Komentar lainnya menunjukkan kekecewaan terhadap kinerja DPR. “Kaloo kreatif jgn jdi DPR lah jdi pngusaha,” tulis seorang netizen. Pernyataan ini menyindir kurangnya kreativitas dan inovasi dari anggota DPR dalam mendorong pertumbuhan ekonomi. Netizen mempertanyakan peran dan kontribusi nyata anggota DPR dalam meningkatkan kesejahteraan rakyat.
Kritik lain mempertanyakan loyalitas DPR. “Mending gk ush ad DPR an mending dia bela rakyat ap pemerintah,” ungkap netizen lain.
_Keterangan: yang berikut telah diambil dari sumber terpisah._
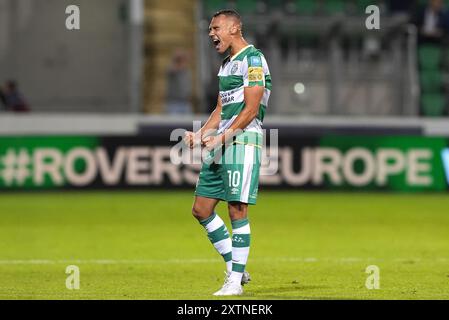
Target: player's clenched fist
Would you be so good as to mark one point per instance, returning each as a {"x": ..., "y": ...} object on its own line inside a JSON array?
[
  {"x": 191, "y": 139},
  {"x": 212, "y": 142}
]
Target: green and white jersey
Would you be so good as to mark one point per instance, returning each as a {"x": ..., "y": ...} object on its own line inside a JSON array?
[{"x": 246, "y": 69}]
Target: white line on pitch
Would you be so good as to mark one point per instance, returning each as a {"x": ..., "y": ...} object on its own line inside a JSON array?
[{"x": 205, "y": 261}]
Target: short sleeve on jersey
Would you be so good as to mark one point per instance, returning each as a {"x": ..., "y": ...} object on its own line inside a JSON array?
[{"x": 254, "y": 74}]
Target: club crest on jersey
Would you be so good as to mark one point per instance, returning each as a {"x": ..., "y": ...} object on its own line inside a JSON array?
[
  {"x": 234, "y": 68},
  {"x": 255, "y": 62}
]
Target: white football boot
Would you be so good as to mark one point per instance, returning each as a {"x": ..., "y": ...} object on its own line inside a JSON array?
[
  {"x": 230, "y": 289},
  {"x": 246, "y": 278}
]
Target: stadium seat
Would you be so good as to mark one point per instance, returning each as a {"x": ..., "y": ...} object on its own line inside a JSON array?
[
  {"x": 431, "y": 81},
  {"x": 306, "y": 7},
  {"x": 433, "y": 105},
  {"x": 430, "y": 56},
  {"x": 334, "y": 6},
  {"x": 246, "y": 6}
]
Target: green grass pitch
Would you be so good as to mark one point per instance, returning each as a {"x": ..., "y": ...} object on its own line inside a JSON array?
[{"x": 146, "y": 245}]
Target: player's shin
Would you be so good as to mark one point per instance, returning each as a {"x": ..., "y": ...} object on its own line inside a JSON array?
[
  {"x": 219, "y": 237},
  {"x": 241, "y": 235}
]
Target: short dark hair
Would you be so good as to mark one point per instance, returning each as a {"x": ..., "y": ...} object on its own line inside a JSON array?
[{"x": 228, "y": 13}]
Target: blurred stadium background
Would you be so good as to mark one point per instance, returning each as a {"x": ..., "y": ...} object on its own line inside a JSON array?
[{"x": 362, "y": 118}]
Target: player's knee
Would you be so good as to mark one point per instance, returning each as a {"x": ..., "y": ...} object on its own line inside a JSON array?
[
  {"x": 237, "y": 210},
  {"x": 198, "y": 212}
]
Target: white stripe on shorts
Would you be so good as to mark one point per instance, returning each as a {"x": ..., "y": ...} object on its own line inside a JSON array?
[{"x": 248, "y": 163}]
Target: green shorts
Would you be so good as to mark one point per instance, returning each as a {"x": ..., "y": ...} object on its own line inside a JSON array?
[{"x": 234, "y": 176}]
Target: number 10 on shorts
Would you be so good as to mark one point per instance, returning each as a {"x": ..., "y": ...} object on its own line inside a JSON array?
[{"x": 234, "y": 178}]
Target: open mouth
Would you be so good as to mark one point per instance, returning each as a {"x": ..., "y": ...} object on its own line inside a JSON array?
[{"x": 216, "y": 43}]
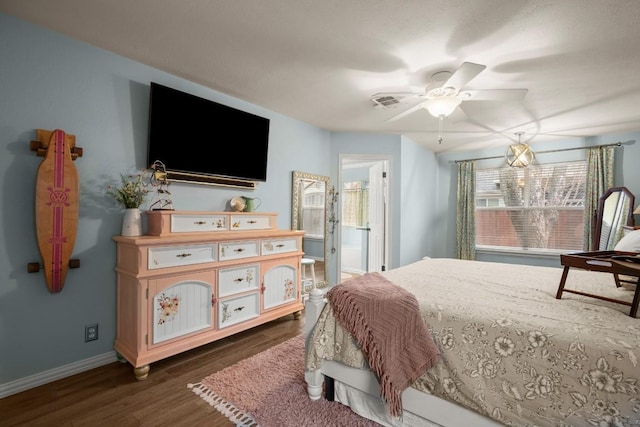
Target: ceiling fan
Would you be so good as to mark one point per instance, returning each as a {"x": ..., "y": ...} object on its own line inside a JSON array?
[{"x": 446, "y": 92}]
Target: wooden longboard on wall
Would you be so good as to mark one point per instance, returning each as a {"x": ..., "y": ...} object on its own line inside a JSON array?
[{"x": 56, "y": 205}]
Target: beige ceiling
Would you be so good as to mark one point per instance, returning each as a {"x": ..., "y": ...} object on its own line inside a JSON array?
[{"x": 321, "y": 61}]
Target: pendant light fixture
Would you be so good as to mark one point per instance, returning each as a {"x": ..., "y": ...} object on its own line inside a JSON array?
[{"x": 520, "y": 155}]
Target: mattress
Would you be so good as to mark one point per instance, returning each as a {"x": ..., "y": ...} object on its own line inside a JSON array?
[{"x": 509, "y": 349}]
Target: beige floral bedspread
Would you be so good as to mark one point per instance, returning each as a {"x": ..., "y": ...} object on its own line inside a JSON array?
[{"x": 510, "y": 349}]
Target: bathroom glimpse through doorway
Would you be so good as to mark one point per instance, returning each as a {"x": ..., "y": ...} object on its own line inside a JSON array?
[{"x": 364, "y": 215}]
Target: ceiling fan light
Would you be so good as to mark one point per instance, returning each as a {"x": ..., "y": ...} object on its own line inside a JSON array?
[
  {"x": 442, "y": 106},
  {"x": 520, "y": 155}
]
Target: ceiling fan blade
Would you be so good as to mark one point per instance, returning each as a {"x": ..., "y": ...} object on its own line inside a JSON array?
[
  {"x": 496, "y": 94},
  {"x": 397, "y": 94},
  {"x": 406, "y": 112},
  {"x": 464, "y": 74}
]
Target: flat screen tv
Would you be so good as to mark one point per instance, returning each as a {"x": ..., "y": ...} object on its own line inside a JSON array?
[{"x": 202, "y": 141}]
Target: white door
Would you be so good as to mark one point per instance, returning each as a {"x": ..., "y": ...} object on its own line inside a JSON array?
[
  {"x": 376, "y": 217},
  {"x": 376, "y": 248}
]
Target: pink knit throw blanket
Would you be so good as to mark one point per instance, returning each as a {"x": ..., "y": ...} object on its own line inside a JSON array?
[{"x": 386, "y": 322}]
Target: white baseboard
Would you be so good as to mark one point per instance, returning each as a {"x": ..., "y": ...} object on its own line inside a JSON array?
[{"x": 55, "y": 374}]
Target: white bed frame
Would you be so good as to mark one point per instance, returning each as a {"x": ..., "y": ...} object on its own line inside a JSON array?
[{"x": 431, "y": 409}]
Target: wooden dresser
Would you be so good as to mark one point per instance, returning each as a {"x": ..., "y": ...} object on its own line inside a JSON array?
[{"x": 197, "y": 277}]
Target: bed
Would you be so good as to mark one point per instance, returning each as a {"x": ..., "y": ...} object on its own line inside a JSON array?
[{"x": 511, "y": 353}]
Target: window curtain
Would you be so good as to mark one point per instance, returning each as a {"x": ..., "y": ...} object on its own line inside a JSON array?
[
  {"x": 465, "y": 216},
  {"x": 600, "y": 170}
]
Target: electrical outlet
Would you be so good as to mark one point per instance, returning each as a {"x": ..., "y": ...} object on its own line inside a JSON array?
[{"x": 91, "y": 332}]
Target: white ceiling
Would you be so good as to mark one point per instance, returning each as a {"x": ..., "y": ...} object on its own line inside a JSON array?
[{"x": 321, "y": 61}]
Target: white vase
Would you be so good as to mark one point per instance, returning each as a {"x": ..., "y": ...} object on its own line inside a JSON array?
[{"x": 132, "y": 222}]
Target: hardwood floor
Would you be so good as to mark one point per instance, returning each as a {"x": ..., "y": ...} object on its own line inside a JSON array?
[{"x": 111, "y": 396}]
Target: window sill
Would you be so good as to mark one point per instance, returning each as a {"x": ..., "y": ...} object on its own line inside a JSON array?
[{"x": 538, "y": 253}]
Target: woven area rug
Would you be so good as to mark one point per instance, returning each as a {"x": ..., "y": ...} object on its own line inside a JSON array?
[{"x": 269, "y": 390}]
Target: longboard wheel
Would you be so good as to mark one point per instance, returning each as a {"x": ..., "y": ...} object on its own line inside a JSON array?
[{"x": 35, "y": 145}]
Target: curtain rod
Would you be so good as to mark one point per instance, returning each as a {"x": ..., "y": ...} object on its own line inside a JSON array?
[{"x": 616, "y": 144}]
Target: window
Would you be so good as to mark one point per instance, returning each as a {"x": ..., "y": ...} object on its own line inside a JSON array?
[
  {"x": 355, "y": 203},
  {"x": 538, "y": 208}
]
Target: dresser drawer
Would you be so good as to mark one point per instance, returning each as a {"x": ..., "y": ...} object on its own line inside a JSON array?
[
  {"x": 238, "y": 250},
  {"x": 236, "y": 310},
  {"x": 173, "y": 256},
  {"x": 248, "y": 222},
  {"x": 198, "y": 223},
  {"x": 238, "y": 279},
  {"x": 278, "y": 246}
]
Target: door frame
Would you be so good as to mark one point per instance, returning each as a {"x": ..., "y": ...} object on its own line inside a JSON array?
[{"x": 345, "y": 160}]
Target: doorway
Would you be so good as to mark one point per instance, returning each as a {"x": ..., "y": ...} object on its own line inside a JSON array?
[{"x": 365, "y": 218}]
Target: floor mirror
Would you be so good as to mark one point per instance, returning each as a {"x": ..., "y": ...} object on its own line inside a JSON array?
[
  {"x": 310, "y": 212},
  {"x": 615, "y": 210}
]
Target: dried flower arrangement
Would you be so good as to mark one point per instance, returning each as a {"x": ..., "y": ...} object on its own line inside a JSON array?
[{"x": 131, "y": 192}]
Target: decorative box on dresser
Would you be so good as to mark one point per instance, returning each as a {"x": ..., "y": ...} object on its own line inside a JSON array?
[{"x": 197, "y": 277}]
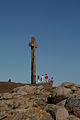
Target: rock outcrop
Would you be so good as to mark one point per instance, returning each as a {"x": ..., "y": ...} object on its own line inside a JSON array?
[{"x": 37, "y": 102}]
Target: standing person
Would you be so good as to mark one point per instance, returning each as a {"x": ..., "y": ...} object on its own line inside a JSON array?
[
  {"x": 38, "y": 79},
  {"x": 51, "y": 79},
  {"x": 42, "y": 78},
  {"x": 46, "y": 77}
]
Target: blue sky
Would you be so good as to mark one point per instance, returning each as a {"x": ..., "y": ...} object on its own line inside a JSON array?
[{"x": 56, "y": 26}]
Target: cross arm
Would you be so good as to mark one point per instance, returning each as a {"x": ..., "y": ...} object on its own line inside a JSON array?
[{"x": 33, "y": 45}]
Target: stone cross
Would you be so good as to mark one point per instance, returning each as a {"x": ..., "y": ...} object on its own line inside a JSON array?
[{"x": 33, "y": 45}]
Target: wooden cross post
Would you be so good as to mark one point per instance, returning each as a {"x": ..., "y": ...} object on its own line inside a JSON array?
[{"x": 33, "y": 45}]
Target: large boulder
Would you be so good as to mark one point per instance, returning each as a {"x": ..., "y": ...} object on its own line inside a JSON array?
[
  {"x": 23, "y": 90},
  {"x": 5, "y": 96},
  {"x": 73, "y": 105},
  {"x": 51, "y": 109},
  {"x": 60, "y": 93},
  {"x": 61, "y": 114}
]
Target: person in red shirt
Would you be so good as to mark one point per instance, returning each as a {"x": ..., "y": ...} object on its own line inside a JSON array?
[{"x": 46, "y": 77}]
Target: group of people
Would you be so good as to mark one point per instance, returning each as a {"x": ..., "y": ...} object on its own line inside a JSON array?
[{"x": 44, "y": 79}]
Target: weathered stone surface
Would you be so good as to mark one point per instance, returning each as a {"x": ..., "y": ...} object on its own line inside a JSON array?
[
  {"x": 23, "y": 90},
  {"x": 62, "y": 114},
  {"x": 73, "y": 105},
  {"x": 5, "y": 96},
  {"x": 51, "y": 109},
  {"x": 72, "y": 117},
  {"x": 30, "y": 102},
  {"x": 60, "y": 93}
]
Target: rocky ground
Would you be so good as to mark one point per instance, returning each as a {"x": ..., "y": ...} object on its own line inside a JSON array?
[{"x": 41, "y": 102}]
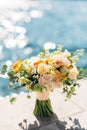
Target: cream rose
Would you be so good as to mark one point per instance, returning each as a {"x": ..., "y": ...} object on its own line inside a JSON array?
[
  {"x": 73, "y": 73},
  {"x": 42, "y": 68}
]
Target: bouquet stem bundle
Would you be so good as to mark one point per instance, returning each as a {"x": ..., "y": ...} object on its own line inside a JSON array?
[{"x": 43, "y": 108}]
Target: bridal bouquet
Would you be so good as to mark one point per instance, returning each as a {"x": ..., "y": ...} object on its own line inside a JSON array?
[{"x": 44, "y": 73}]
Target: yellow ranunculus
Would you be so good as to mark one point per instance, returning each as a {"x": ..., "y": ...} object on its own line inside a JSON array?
[
  {"x": 17, "y": 65},
  {"x": 42, "y": 68}
]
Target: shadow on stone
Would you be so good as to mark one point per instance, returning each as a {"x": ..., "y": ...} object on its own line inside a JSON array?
[
  {"x": 76, "y": 125},
  {"x": 51, "y": 123}
]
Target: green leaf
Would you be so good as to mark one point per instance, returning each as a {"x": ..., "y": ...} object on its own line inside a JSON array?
[
  {"x": 28, "y": 96},
  {"x": 4, "y": 69},
  {"x": 10, "y": 86}
]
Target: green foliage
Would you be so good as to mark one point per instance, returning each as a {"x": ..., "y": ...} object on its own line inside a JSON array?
[
  {"x": 82, "y": 73},
  {"x": 69, "y": 88},
  {"x": 4, "y": 69}
]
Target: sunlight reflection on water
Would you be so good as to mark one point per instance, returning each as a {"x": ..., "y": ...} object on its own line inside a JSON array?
[{"x": 26, "y": 26}]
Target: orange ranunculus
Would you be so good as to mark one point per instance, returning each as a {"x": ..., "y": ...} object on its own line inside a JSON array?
[
  {"x": 40, "y": 61},
  {"x": 17, "y": 65}
]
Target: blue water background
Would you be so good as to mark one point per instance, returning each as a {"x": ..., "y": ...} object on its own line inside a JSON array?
[{"x": 62, "y": 22}]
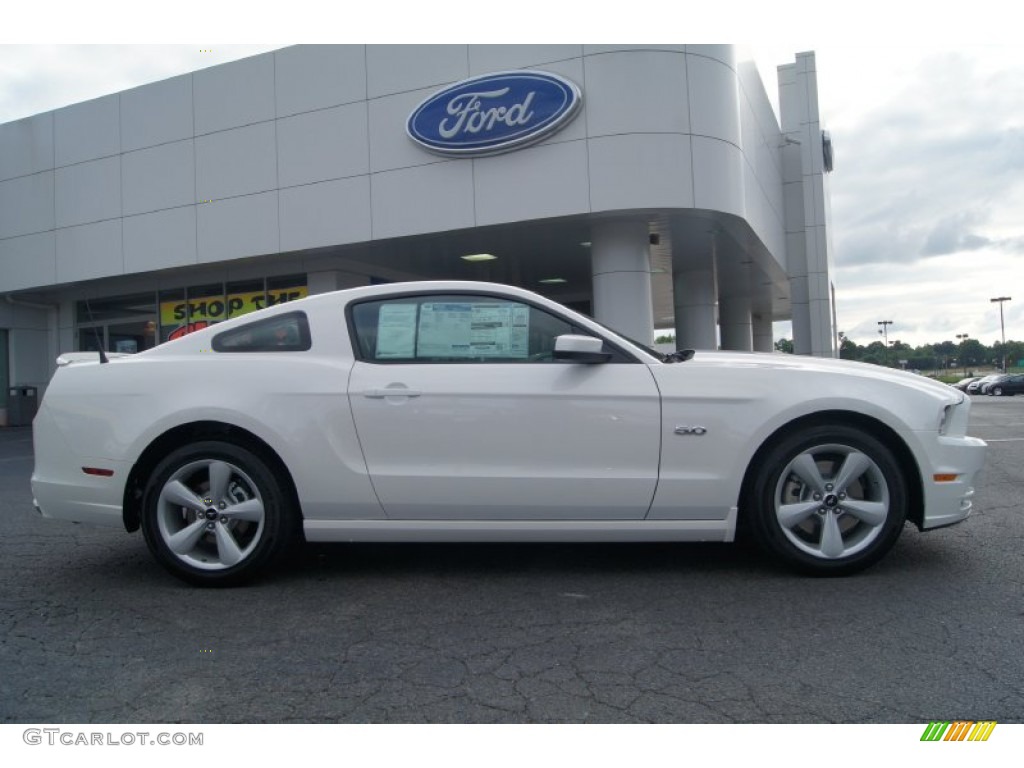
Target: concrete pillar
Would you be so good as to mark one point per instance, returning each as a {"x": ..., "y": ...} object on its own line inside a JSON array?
[
  {"x": 621, "y": 268},
  {"x": 764, "y": 340},
  {"x": 694, "y": 292},
  {"x": 734, "y": 323}
]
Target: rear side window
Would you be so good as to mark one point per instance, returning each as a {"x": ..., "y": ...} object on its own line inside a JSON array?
[
  {"x": 283, "y": 333},
  {"x": 457, "y": 328}
]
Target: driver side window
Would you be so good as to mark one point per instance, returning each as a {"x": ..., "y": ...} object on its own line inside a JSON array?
[{"x": 455, "y": 329}]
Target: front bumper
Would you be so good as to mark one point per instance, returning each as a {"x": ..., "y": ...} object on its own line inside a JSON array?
[{"x": 949, "y": 502}]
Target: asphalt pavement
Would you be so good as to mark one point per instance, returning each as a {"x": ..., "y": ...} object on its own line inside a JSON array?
[{"x": 93, "y": 631}]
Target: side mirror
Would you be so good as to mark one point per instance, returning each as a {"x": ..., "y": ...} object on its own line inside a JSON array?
[{"x": 586, "y": 349}]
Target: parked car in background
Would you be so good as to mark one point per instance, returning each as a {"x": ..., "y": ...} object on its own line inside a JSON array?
[
  {"x": 962, "y": 384},
  {"x": 474, "y": 412},
  {"x": 1008, "y": 384},
  {"x": 975, "y": 386}
]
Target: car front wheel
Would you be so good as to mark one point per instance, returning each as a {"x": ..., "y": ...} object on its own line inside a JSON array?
[
  {"x": 828, "y": 501},
  {"x": 215, "y": 514}
]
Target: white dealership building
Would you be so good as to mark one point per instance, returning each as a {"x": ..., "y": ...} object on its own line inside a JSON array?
[{"x": 662, "y": 192}]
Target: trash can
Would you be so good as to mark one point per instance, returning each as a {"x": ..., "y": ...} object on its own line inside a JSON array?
[{"x": 22, "y": 404}]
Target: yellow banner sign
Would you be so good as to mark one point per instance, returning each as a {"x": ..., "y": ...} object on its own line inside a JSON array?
[{"x": 216, "y": 308}]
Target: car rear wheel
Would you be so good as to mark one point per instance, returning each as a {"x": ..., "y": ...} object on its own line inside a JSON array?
[
  {"x": 215, "y": 514},
  {"x": 828, "y": 501}
]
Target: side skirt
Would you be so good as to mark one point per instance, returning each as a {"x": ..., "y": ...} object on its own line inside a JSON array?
[{"x": 522, "y": 530}]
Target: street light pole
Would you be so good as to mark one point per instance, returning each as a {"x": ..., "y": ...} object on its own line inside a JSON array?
[
  {"x": 964, "y": 337},
  {"x": 1003, "y": 328},
  {"x": 885, "y": 334}
]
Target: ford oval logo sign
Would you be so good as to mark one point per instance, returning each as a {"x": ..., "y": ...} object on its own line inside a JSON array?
[{"x": 494, "y": 113}]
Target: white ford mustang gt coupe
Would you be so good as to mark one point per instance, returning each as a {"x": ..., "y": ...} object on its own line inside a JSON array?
[{"x": 457, "y": 412}]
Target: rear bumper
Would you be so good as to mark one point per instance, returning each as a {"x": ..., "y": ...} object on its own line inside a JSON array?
[{"x": 62, "y": 491}]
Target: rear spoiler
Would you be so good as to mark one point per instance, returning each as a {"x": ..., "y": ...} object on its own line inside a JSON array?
[{"x": 70, "y": 358}]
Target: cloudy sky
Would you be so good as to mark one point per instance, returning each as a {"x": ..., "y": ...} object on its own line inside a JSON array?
[{"x": 927, "y": 120}]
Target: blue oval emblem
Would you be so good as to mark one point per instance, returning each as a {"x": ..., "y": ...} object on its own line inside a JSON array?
[{"x": 494, "y": 113}]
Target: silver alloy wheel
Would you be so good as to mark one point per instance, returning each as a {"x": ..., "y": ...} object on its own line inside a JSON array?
[
  {"x": 210, "y": 514},
  {"x": 832, "y": 501}
]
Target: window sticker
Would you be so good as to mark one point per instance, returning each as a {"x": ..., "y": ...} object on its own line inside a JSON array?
[
  {"x": 396, "y": 332},
  {"x": 473, "y": 330}
]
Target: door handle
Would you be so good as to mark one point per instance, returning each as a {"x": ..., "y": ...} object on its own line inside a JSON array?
[{"x": 391, "y": 392}]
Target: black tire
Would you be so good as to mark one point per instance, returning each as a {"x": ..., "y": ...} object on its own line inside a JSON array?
[
  {"x": 215, "y": 514},
  {"x": 800, "y": 515}
]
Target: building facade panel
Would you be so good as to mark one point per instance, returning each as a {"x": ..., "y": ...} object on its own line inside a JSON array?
[
  {"x": 28, "y": 261},
  {"x": 238, "y": 227},
  {"x": 485, "y": 58},
  {"x": 636, "y": 92},
  {"x": 27, "y": 146},
  {"x": 241, "y": 161},
  {"x": 87, "y": 131},
  {"x": 296, "y": 166},
  {"x": 161, "y": 240},
  {"x": 714, "y": 99},
  {"x": 537, "y": 182},
  {"x": 88, "y": 192},
  {"x": 326, "y": 214},
  {"x": 718, "y": 176},
  {"x": 157, "y": 114},
  {"x": 316, "y": 77},
  {"x": 27, "y": 205},
  {"x": 630, "y": 171},
  {"x": 233, "y": 94},
  {"x": 89, "y": 251},
  {"x": 325, "y": 144},
  {"x": 396, "y": 69},
  {"x": 159, "y": 177},
  {"x": 426, "y": 199},
  {"x": 390, "y": 147}
]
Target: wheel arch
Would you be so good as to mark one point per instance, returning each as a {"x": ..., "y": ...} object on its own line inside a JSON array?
[
  {"x": 878, "y": 429},
  {"x": 184, "y": 434}
]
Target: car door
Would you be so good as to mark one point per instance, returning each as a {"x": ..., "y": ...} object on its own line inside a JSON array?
[{"x": 463, "y": 413}]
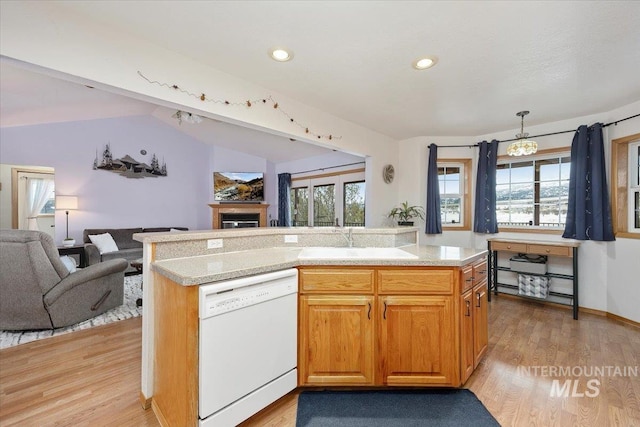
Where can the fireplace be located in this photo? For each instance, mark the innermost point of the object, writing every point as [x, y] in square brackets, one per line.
[238, 215]
[234, 220]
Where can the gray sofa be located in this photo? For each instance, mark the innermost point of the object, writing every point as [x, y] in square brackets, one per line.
[38, 292]
[128, 248]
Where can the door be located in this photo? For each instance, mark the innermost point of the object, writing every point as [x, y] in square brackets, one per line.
[336, 345]
[467, 349]
[480, 322]
[417, 340]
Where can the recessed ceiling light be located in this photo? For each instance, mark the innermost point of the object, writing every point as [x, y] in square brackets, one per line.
[424, 63]
[280, 54]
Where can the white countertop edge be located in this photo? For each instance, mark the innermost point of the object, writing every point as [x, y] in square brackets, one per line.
[191, 280]
[181, 236]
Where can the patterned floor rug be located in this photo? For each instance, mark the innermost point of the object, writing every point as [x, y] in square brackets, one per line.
[132, 291]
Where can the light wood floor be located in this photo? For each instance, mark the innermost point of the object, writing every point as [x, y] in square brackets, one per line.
[92, 377]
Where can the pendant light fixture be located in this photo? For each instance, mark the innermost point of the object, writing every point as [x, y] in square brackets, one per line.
[523, 146]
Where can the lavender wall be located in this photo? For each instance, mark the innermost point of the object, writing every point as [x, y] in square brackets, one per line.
[106, 199]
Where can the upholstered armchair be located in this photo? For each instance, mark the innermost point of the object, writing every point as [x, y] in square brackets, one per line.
[38, 292]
Pernyataan ini menunjukan keraguan publik terhadap apakah anggota DPR benar-benar mewakili kepentingan rakyat atau lebih memihak pada pemerintah atau kepentingan pribadi.
Masalah pajak juga menjadi sorotan. “stlh buka usaha langsung kena pajak,” tulis seorang netizen. Pernyataan ini menyoroti beban pajak yang dianggap terlalu tinggi bagi pelaku usaha kecil dan menengah. Beban pajak yang memberatkan dapat menghambat pertumbuhan bisnis dan menciptakan tantangan bagi wirausahawan pemula.
Secara keseluruhan, perdebatan yang dipicu oleh pernyataan Rahayu Saraswati telah membuka diskusi penting mengenai peran pemerintah, DPR, dan kewirausahaan dalam meningkatkan kesejahteraan rakyat. Tanggapan netizen mencerminkan tuntutan akan pemerintahan yang lebih transparan, akuntabel, dan berpihak pada rakyat. Pemerintah dan DPR perlu merespon kritik ini dengan serius dan melakukan perbaikan nyata. Masyarakat mengharapkan sistem perpajakan yang lebih adil dan kebijakan yang mendukung pertumbuhan ekonomi dari bawah. Perlu juga adanya program pelatihan dan pendanaan yang memadai untuk mendorong berkembangnya wirausahawan muda. Pernyataan Rahayu Saraswati, meskipun kontroversial, setidaknya telah memicu percakapan penting tentang tantangan ekonomi dan peran generasi muda dalam membangun Indonesia yang lebih baik.